Wroxeter, St Andrew's Church
Wroxeter, St Andrew's Church
Wow! Now, here's a church with history! The Grade-I listed church of St Andrew's is built upon part of the former Roman town of Viroconium, and incorporates Roman bricks and stones throughout.
The churchyard entrance is guarded by a pair of large Roman columns, and huge blocks of Roman stone are built into the nave walls. The large font is made from a reused capital of a Roman column which has been turned upside down and hollowed out to form the font bowl.

The church dates to the late Saxon period, but it has been altered many
times over the centuries. It may have been built to serve as part of a college which began sometime before the Norman Conquest and was dissolved in 1347.

The church is oriented oddly, suggesting that is was constructed to stand parallel to the line of a Roman street. The nave was rebuilt in 1190, and the aisle and chapel date to 1200. The west tower was added in the 15th century and altered in the following century.

Much of the interior furnishings are Jacobean and Georgian, with some lovely Georgian box pews and communion rails, and a carved pulpit. Set into the south wall is a 4 foot long section of an 8th or 9th century Mercian cross shaft. The shaft is carved with interesting decorative vine scroll patterns and the tail of a creature that might be a giraffe.

The interior boasts some very nice monuments including an Elizabethan memorial to Sir Thomas Bromley, Lord Chief Justice of England, and his wife Mabel. Both are commemorated in beautifully detailed alabaster effigies. Standing opposite the tomb is a memorial to the couple's daughter Margaret with her husband Sir Richard Newport, who is dressed in full armour.

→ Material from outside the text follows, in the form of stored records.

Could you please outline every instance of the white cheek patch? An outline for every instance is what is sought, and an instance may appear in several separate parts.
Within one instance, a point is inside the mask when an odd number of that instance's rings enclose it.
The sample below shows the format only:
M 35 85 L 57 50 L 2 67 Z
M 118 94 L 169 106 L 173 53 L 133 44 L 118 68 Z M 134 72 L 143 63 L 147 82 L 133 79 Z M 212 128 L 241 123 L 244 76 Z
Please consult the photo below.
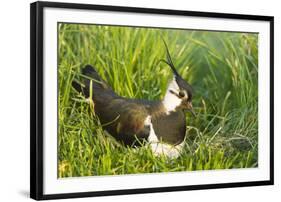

The town of Viroconium has been very well excavated and is open to visitors. The main entrance is just a short walk from the churchyard. A joint visit to Viroconium and St Andrew's church really serves as a fascinating reminder to the long history of settlement in this area of Shropshire. The church is no longer used for regular worship and is in the care of the Churches Conservation Trust.